Store subword indices for quality scores in Response #357

jelmervdl · 2022-02-17T23:01:29Z

Fixes #355

This change stores the quality score per subword range instead of byte range in Response. When inserting HTML into the translation output, the byte offsets change but the subword offsets don't.

I added a type for SubwordRange (previously just an alias for ByteRange) to avoid any confusion between the two. Now you can't compare or interchange them, even though they're both just ranges.

The WASM bindings still produce a SentenceQualityScore that works exactly the same as now, i.e. with ByteRanges. In #355 I mused that Javascript could access the byteranges per word through response.target.wordAsByteRange() but neither response.target nor the type AnnotatedText are currently exposed through the bindings. So to not introduce much more new API at this point, I made getQualityScores() return the same thing it always did.

Downside of this approach is that you'll need to delete() that returned object in Javascript land. I've changed worker.js to do this.

The bindings still expose the byteranges as they previously did, because otherwise I would also have to expose AnnotatedText etc. which is apparently not something we're doing right now. Because the bindings create a new score vector on the fly, you'll have to delete it when you no longer use it, unfortunately.

jerinphilip

Leaving a few queries below. Mozilla and QE have negotiated some properties (meaningful units of QE = word, etc.). There was some threshold based operation at extension discussion as well. This was before HTML, the assumptions were plaintext QE - so we may revisit.

Requesting @mfomicheva, @abarbosa94 and @felipesantosk to take a look, since we're modifying the parts.

jerinphilip · 2022-02-18T00:03:22Z

src/tests/common-impl.cpp

-    for (const auto &wordByteRange : sentenceQualityEstimate.wordByteRanges) {
+    for (const auto &wordRange : sentenceQualityEstimate.wordRanges) {
+      const ByteRange wordByteRange{response.target.wordAsByteRange(sentenceIdx, wordRange.begin).begin,
+                                    response.target.wordAsByteRange(sentenceIdx, wordRange.end).begin};


Is there a possibility wordByteRange ends up including an HTML opening/closing tag if two subwords end up with an HTML something in between?

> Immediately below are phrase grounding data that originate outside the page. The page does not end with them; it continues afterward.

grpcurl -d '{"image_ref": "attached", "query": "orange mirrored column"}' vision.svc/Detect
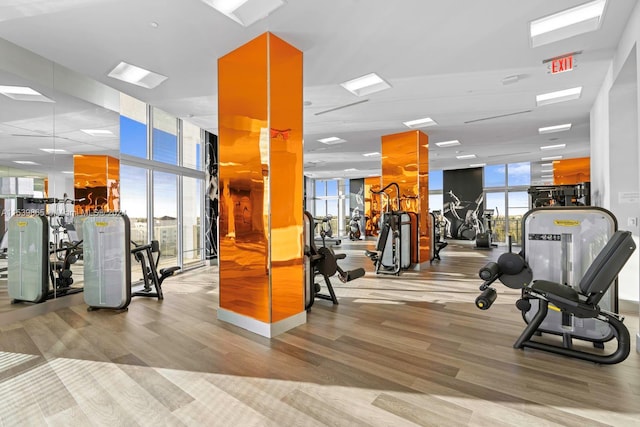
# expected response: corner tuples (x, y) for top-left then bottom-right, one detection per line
(381, 130), (429, 264)
(73, 154), (120, 214)
(217, 32), (305, 337)
(553, 157), (590, 185)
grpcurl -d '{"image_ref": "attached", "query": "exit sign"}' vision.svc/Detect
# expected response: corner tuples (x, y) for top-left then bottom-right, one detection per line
(550, 56), (574, 74)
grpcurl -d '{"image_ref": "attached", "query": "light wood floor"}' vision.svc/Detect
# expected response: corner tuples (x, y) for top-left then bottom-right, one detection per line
(0, 240), (638, 426)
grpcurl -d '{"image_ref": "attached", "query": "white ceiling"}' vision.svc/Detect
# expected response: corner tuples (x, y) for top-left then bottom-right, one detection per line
(0, 0), (637, 181)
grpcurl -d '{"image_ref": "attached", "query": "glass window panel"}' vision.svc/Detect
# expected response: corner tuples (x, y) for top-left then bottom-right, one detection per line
(486, 191), (506, 243)
(183, 177), (202, 266)
(315, 200), (326, 217)
(484, 164), (506, 187)
(315, 180), (325, 197)
(429, 170), (443, 191)
(153, 171), (177, 268)
(508, 162), (531, 186)
(120, 94), (147, 158)
(429, 193), (443, 212)
(120, 165), (148, 245)
(326, 199), (338, 232)
(326, 180), (338, 197)
(152, 108), (178, 165)
(182, 121), (202, 170)
(508, 191), (529, 245)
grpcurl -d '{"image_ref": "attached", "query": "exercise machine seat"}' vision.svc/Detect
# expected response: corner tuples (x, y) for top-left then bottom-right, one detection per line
(304, 211), (364, 308)
(529, 280), (581, 310)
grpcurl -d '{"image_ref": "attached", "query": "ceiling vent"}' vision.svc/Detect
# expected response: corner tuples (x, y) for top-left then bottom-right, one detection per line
(464, 110), (532, 124)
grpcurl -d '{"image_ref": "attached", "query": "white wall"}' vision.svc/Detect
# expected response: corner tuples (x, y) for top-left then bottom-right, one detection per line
(591, 2), (640, 304)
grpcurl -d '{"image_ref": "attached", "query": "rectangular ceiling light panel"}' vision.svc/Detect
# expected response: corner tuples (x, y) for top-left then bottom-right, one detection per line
(540, 143), (566, 150)
(530, 0), (607, 47)
(81, 129), (115, 137)
(108, 61), (168, 89)
(363, 152), (380, 157)
(403, 117), (437, 128)
(541, 155), (563, 161)
(0, 85), (54, 102)
(40, 148), (68, 154)
(340, 73), (391, 96)
(14, 160), (39, 165)
(456, 154), (476, 160)
(201, 0), (284, 27)
(536, 87), (582, 106)
(435, 140), (461, 147)
(318, 137), (346, 145)
(539, 123), (572, 134)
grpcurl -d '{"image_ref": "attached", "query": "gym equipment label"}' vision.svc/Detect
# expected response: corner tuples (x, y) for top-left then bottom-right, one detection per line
(553, 219), (580, 227)
(528, 233), (561, 241)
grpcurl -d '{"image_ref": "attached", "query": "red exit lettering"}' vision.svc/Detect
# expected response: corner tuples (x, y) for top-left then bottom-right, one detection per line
(551, 56), (574, 74)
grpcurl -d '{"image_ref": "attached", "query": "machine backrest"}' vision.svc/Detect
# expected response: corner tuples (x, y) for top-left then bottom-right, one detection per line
(579, 230), (636, 304)
(304, 211), (319, 255)
(375, 214), (391, 252)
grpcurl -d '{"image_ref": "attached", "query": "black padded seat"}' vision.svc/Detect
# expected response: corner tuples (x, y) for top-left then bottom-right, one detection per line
(160, 266), (180, 276)
(530, 280), (580, 309)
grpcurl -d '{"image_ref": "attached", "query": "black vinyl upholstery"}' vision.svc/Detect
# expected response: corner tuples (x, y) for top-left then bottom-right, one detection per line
(578, 231), (636, 304)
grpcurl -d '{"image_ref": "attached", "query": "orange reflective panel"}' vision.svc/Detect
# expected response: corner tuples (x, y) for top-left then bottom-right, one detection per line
(553, 157), (590, 185)
(73, 155), (120, 214)
(218, 33), (304, 323)
(381, 130), (429, 264)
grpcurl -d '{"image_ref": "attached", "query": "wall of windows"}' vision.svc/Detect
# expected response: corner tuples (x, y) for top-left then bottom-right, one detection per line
(483, 162), (531, 245)
(428, 170), (444, 212)
(120, 103), (205, 271)
(312, 179), (348, 236)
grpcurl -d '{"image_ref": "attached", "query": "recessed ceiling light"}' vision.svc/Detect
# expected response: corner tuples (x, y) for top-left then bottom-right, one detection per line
(435, 140), (461, 148)
(540, 143), (566, 150)
(541, 155), (563, 161)
(541, 163), (553, 167)
(403, 117), (437, 128)
(541, 168), (554, 173)
(107, 61), (168, 89)
(536, 87), (582, 106)
(340, 72), (391, 96)
(530, 0), (607, 48)
(318, 137), (346, 145)
(541, 175), (554, 179)
(363, 152), (380, 157)
(470, 163), (486, 167)
(40, 148), (68, 154)
(0, 85), (54, 102)
(13, 160), (39, 165)
(539, 123), (572, 134)
(344, 168), (358, 172)
(200, 0), (284, 27)
(62, 171), (74, 174)
(456, 154), (477, 160)
(81, 129), (115, 137)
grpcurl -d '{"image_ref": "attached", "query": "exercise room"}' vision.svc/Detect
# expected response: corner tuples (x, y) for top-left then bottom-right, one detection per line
(0, 1), (639, 426)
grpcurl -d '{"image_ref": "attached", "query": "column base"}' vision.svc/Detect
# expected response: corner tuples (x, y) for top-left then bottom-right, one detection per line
(217, 308), (306, 338)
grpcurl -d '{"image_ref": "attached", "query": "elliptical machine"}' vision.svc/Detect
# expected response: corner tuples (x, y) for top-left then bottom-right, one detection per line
(348, 207), (362, 241)
(475, 209), (498, 249)
(364, 183), (413, 275)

Yes. They are completely unsynchronized and they have to be for better or worse. I imagine HTML rendering will use something like #358 by copying the QE score tags.

jerinphilip · 2022-02-18T00:18:15Z

src/translator/quality_estimator.cpp

-  }
-
-  return words;
-}


What's happening here? There was a "words as meaningful QE units" notion before, are we losing this with the HTML integrated QE?

The QualityEstimator class still works with this assumption, subwords are grouped into words in mapWords:

bergamot-translator/src/translator/quality_estimator.cpp

Lines 241 to 268 in bce30cf

std::vector<SubwordRange> mapWords(const std::vector<float>& logProbs, const AnnotatedText& target,

const size_t sentenceIdx) {

// Ignore empty target

if ((logProbs.size() < 2) || (target.numWords(sentenceIdx) == 0)) {

return {};

}

// It is expected that translated words will have at least one word

std::vector<SubwordRange> wordIndices(/*numWords=*/1);

/// The LogisticRegressorQualityEstimator model ignores the presence of the EOS token, and hence we only need to

/// iterate n-1 positions.

for (size_t subwordIdx = 0; subwordIdx < (logProbs.size() - 1); ++subwordIdx) {

ByteRange subword = target.wordAsByteRange(sentenceIdx, subwordIdx);

const char firstLetter = target.text.at(subword.begin);

// if the first character is whitespace, it's a beginning of a new word

if (isspace(firstLetter)) {

wordIndices.back().end = subwordIdx;

wordIndices.emplace_back();

wordIndices.back().begin = subwordIdx;

}

}

wordIndices.back().end = logProbs.size() - 1;

return wordIndices;

}

The bit of code I removed here turned those groupings into a single byterange. That has been moved to the WASM bindings bit since that's the last possible moment to do it.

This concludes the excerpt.